Gedung Pascasarjana Fakultas Hukum Universitas Andalas Jalan Pancasila, Padang. (Foto : Aidil Sikumbang)

Padangkita.com – Panitia Khusus (Pansus) Hak Angket DPR terhadap KPK masih terus bekerja. Namun upaya ini dinilai sejumlah kalangan termasuk akademisi dan alumni perguruan tinggi sebagai salah satu upaya pelemahan terhadap KPK.

Dalam siaran persnya, Dewan Pengurus Wilayah Sumatera Barat Ikatan Alumni Fakultas Hukum Universitas Andalas (DPW IKA FH-UA ) menyebut DPR tak henti-hentinya berupaya melemahkan KPK. Seperti dari upaya revisi Undang-undang (UU) KPK secara diam-diam, hingga serangan politik secara terbuka dengan jalur Hak Angket.

Ketua DPW IKA FH-UA Nick Putra Jaya dalam siaran persnya mengatakan hak angket ini merupakan upaya DPR untuk melemahkan KPK dan untuk itu hal ini harus segera dihentikan.
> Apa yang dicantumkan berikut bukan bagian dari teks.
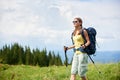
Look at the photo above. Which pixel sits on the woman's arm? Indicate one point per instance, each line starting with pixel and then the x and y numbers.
pixel 87 39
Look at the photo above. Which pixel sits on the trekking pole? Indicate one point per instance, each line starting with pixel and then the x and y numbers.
pixel 94 64
pixel 66 59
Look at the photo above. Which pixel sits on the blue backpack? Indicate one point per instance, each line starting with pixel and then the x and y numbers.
pixel 91 49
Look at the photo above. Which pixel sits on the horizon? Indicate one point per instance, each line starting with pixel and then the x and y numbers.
pixel 48 24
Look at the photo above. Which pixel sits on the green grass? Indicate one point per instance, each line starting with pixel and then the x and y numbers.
pixel 24 72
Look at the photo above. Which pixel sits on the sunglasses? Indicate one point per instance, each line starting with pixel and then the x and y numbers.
pixel 75 21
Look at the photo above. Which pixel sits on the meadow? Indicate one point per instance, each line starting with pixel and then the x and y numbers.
pixel 110 71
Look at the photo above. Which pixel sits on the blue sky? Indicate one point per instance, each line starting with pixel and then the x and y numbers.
pixel 48 23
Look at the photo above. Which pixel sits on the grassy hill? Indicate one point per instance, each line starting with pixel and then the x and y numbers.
pixel 24 72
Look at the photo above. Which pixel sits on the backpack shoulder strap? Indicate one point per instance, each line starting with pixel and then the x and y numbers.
pixel 72 37
pixel 82 33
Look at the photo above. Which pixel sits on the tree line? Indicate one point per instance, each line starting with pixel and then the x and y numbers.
pixel 16 54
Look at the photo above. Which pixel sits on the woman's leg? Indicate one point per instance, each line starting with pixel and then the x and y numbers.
pixel 73 77
pixel 83 78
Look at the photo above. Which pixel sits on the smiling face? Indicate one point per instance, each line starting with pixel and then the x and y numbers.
pixel 77 22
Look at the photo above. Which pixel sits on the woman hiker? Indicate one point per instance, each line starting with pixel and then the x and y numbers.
pixel 80 58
“Kita menolak usulan Hak Angket DPR terhadap KPK, karena inkonstitusional dan telah melanggar ketentuan dalam UU No. 17 Tahun 2014. Menolak segala bentuk dan upaya pelemahan terhadap KPK dan Mendesak DPR untuk segera menghentikan kegaduhan dengan tidak melanjutkan drama pelemahan KPK melalui Hak Angket “ katanya dalam siaran pers DPW IKA FH-UA yang diterima Padangkita.com, Selasa (11/07/2017).

sementara itu, menurut Sekretaris DPW IKA FH-UA Ronny Saputra, penggunaan Hak Angket DPR terhadap KPK tidak tepat, karena sesuai Pasal 79 ayat (3) UU No. 17 Tahun 2014, subyek hak angket adalah pemerintah. Sementara merujuk Pasal 73 ayat (3) UU No.30 Tahun 1999, KPK merupakan lembaga negara independen, atau bukan lembaga pemerintahan.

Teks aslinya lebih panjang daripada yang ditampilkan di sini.